For couples who experience fertility problems and those who wish to have children at an older age, there are more options available than ever before.

In 1978, the first baby was born as a result of IVF. Today, about 2.1% of all infants born in the United States annually are conceived via some form of assisted reproductive technology (ART).

As new technology becomes available, fertility treatment is now accessible to more people, and success rates and safety are improving all the time. Financing fertility treatment can also be costly, but there are programs that can help with this.

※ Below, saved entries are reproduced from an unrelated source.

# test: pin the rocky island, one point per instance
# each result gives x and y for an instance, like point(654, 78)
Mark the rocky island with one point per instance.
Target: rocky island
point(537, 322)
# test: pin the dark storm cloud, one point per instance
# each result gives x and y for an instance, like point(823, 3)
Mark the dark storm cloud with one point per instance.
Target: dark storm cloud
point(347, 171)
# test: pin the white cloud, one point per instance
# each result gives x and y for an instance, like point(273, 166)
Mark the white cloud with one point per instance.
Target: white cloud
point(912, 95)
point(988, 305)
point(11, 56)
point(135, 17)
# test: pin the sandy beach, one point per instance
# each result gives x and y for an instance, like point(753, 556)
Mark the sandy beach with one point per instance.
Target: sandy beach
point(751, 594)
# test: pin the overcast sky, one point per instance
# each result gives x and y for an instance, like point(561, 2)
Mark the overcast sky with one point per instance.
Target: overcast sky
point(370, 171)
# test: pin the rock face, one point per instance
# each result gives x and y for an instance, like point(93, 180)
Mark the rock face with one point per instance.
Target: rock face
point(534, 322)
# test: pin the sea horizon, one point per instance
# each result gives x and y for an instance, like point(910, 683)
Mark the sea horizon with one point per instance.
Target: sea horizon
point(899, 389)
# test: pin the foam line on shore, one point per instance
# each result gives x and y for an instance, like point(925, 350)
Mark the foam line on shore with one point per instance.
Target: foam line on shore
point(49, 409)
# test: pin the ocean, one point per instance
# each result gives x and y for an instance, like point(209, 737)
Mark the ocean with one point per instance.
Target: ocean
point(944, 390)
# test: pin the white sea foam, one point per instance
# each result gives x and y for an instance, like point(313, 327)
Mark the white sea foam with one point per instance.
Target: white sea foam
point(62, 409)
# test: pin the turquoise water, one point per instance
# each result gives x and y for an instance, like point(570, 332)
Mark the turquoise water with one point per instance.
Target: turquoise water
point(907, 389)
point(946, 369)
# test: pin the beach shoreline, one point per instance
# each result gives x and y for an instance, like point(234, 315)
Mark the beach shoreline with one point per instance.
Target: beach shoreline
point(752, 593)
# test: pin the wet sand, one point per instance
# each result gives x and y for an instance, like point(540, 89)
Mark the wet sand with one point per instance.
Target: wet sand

How common is infertility?

Worldwide, 8–12% of couples experience fertility problems. At least 20% of infertility cases happen solely due to a problem with the male reproductive system. In addition, 19% of American females ages 15–49 years experience primary infertility after 1 year of trying. About 6% of married females ages 15–49 years experience secondary infertility. Black American and Latinx females are more likely to have infertility compared with American females who are white.

What are some complications of infertility?

If conception does not occur, it can lead to stress and possibly depression. Some physical effects may also result from treatment for infertility. For example, a female could get ovarian hyperstimulation syndrome (OHSS) from taking medications to stimulate the ovaries. Another complication can be an ectopic pregnancy.

Multiple pregnancies may also result from fertility treatment. If there are too many embryos, carrying all of them to term may cause health problems during the pregnancy.